March 28, 2018 at 5:18 am #8278AnonymousInactive
Thanks Vicki, love this conversation. There are often challenges when an ED resigns without planning/warning and a team of volunteers has to pick up the pieces and try to step into operations. It can be very challenging for volunteers and for boards to be everything to a Society in a time of significant change. And, participants expect a level of service, whether there is a volunteer team or a staff team in charge. They do not care if the organization is going through something challenging, they do care that they received the programs that they registered for. It does open up the Society to potential risks.
I also invite you all to think about the specific details of this society’s purpose “to run a 9-month learning program.” The Society was so committed to the 9-month period that they wrote it into their Bylaws. They did not make the duration of their learning program a policy or an operational standatd. They made it a Bylaw. Does anyone have any thoughts on that?
March 28, 2018 at 3:19 pm #8285AnonymousInactive
Hello Betty and Lisa, Well, you’ve got me reading back into the history of this society, and I can see how society’s change over the years. What seems to have happened here is the educational portion of the program started in 2000, in partnership with U of Victoria. In 2011 Royal Roads joined this partnership, and in between numerous other not for profit, and profit partners. Camosun College is also now involved.
(I am not sure about confidentiality on this Lisa, so will not mention specifics here. – ? )
So, from this I see that the educational component is the number one priority of the society. The second priority of the group, the Awards Ceremony, came along in 2005, and I believe this is when the for profit companies joined in for goodwill and exposure. I don’t know if the 9 month program was always a part of the by-laws, or if it was instituted at a later date but prior to the Nov. 2016 filing. I do know that there is some controversy about this, as I find a quote on the history of the society in where it is highlighted that the society views the Awards as a mission-related community program, as opposed to a fundraiser!

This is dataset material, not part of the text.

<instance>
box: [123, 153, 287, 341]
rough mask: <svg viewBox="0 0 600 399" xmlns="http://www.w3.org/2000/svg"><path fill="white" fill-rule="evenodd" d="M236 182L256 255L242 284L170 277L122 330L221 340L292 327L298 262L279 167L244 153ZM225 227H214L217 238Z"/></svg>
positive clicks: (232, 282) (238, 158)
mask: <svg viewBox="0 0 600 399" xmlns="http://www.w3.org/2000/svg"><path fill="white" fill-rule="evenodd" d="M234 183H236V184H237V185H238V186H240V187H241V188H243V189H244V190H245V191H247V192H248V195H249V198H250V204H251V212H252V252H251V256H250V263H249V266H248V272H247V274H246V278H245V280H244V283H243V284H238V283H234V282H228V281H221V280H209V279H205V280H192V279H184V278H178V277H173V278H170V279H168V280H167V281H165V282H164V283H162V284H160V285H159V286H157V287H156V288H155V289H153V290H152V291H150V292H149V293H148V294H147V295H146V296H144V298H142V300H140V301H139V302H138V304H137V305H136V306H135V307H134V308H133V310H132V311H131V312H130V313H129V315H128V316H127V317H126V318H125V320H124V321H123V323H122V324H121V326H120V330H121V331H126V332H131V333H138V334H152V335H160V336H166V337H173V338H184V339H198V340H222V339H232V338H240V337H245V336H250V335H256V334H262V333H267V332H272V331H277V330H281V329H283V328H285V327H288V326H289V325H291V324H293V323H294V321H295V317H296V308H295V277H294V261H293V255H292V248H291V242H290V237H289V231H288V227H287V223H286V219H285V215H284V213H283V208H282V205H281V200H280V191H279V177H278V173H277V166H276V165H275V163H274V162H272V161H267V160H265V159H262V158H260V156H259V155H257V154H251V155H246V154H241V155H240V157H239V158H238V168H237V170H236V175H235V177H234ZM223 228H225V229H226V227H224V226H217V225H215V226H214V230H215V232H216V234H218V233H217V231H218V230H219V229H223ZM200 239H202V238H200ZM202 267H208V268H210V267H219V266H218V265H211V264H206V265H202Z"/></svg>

I am also aware that the core planning committee who establishes the course material for the educational component of the program is in the middle of reviewing and revising their existing program offering. I also know the people working on the curriculum, as well as the individuals working directly with the students are totally dedicated, very passionate, and spend many, many hours of their own time volunteering for this society. Except for the Exec Dir and a few contract jobs, everyone is volunteer.
March 30, 2018 at 1:19 pm #8293AnonymousInactive
Thanks Vicki, this is a great example for us to unpack. If the educational committee wants to change the duration of the program they will need to change the bylaws of the society or risk operating out of bounds. Does any one remember the steps needed to change their bylaws?